3. Het verzoek tot horen van [persoon 3] wordt toegewezen. Gelet op zijn ervaring met het reviseren van voornamelijk gecompliceerde motoren en andere onderdelen uit de racerij. Hij dient gehoord te worden over het verrichte technisch onderzoek aan de monstertruck van verdachte.
4. Het verzoek tot het horen van [persoon 4] wordt toegewezen. [persoon 4] is een ervaren monstertruckchauffeur. Hij dient te worden gehoord over het verrichte technisch onderzoek aan de monstertruck van verdachte. Ook moet hij worden gehoord over de vraag of verdachte juist heeft gehandeld in de gegeven omstandigheden, waarbij in elk geval de beschikbare ruimte voor het uitvoeren van de stunt, de risico’s die dat met zich brengt en de eventuele normen die binnen de beroepsgroep gelden voor het uitvoeren van een dergelijke stunt in aanmerking moeten worden genomen.
5. Het verzoek tot het horen van [persoon 5] wordt afgewezen. Niet gebleken is dat [persoon 5] over enige deskundigheid op het gebied van monstertrucks beschikt. Het hof acht het horen van [persoon 5] derhalve niet van belang voor enig in deze strafzaak te nemen beslissing. Naar het oordeel van het hof wordt verdachte door afwijzing van het verzoek redelijkerwijs niet in zijn verdediging geschaad.
Het hof zal de raadsheer-commissaris de opdracht geven om alvorens [persoon 1] , [persoon 3] en [persoon 4] te horen hun deskundigheid op het gebied van monstertrucks nader te toetsen, alsmede om na te gaan of er anderszins beletsels zijn voor hun ondervraging als deskundige. Hierbij moet in aanmerking worden genomen of de relatie die deze personen met verdachte hebben, hun optreden als deskundige in de weg kan staan.
Ook dienen [persoon 1] , [persoon 3] en [persoon 4] in te stemmen om als deskundige gehoord te worden, waarbij zij zich dienen te houden aan de door de raadsheer-commissaris te geven aanwijzingen, waaronder geheimhouding.
Indien de deskundigen niet aan de hiervoor genoemde voorwaarden voldoen, staat het de raadsheer-commissaris vrij om alsnog van het horen van deze personen af te zien.

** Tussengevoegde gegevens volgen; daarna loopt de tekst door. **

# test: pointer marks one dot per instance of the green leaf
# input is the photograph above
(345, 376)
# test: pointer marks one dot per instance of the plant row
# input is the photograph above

Voorafgaand aan de verhoren dienen aan [persoon 1] , [persoon 3] en [persoon 4] het forensisch onderzoek en de camerabeelden van het ongeval ter beschikking te worden gesteld.

BESLISSING

Het hof:
Wijst toe het verzoek tot het horen als deskundige, onder de hiervoor genoemde voorwaarden en voorbehouden, van:
- [persoon 1] , geboren op [1979] , wonende te [woonplaats] ;
- [persoon 3] , wonende te [woonplaats]
;
- [persoon 4] , geboren op [1969] , wonende te [plaats] te Duitsland, [adres] .
Stelt de stukken hiertoe in handen van de raadsheer-commissaris, belast met de behandeling van strafzaken in dit hof.
Wijst het verzoek tot het horen van [persoon 2] en [persoon 5] af.
Bepaalt dat het onderzoek zal worden hervat tegen een nog nader te bepalen terechtzitting.
Beveelt de oproeping van de verdachte tegen het nog nader te bepalen tijdstip, met tijdige kennisgeving daarvan aan de raadsman van de verdachte en aan de benadeelde partijen.
Aldus gewezen door
mr. F.A.M. Bakker, voorzitter,
mr. H.M.E. Tebbenhoff Rijnenberg en mr. M.E. van Wees, raadsheren,
in tegenwoordigheid van mr. C.J. Broersma, griffier,
en op 22 mei 2017 ter openbare terechtzitting uitgesproken.
mrs. Tebbenhoff Rijnenberg en Van Wees zijn buiten staat dit tussenarrest mede te ondertekenen.